During the committee stage of the bill, Sajid Javid, the Economic Secretary to the Treasury and the minister in charge of the GASDS, said he would re-examine the matching ratio after the shadow charities minister Gareth Thomas sought to scrap the matching clause in the bill.

A statement from Javid, issued after the amendments were tabled, said: "Charities have told us that they think the eligibility criteria for this scheme is too tough. We’ve listened to those concerns and have outlined changes to make the GASDS even more accessible."

Karl Wilding, director of policy and research at the National Council for Voluntary Organisations, said: "I think the amendments will help small charities.
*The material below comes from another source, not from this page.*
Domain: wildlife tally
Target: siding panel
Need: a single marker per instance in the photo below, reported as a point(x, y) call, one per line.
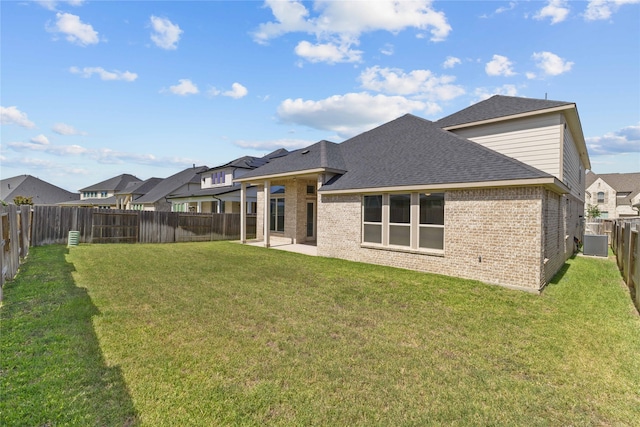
point(535, 141)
The optimum outcome is still that the eligibility period should be abolished, but this is a step in the right direction."

The NCVO and other organisations, including the Charities Aid Foundation, the Institute of Fundraising and the Charity Finance Group, have been calling for the matching requirement to be dropped.

"We wanted the matching ratio to be abolished but this is a very welcome shift to 10:1," said Wilding.

Wilding said he would still like to see further changes to the bill as it goes back for debate in the House of Commons on Monday, particularly to remove complex ‘community buildings’ rules.

These rules allow charities with multiple local branches to claim GASDS payments at each branch, but require donations to be collected in a "community building".

A spokeswoman for CFG said: "We are pleased that the government recognises some concerns raised around accessibility to the scheme. However, there are still problems with some of the fundamental principles of the scheme design that lead to complexity and will present significant barriers to charities that would otherwise be interested in using it. 

"The community buildings rules are integral to allowing the scheme to be fairly accessed by organisations with a range of structures across the sector; but, at the moment there are some unexplained and highly debilitating restrictions on the donations that can actually be claimed on. This needs to be addressed so that many organisations are not unfairly disadvantaged."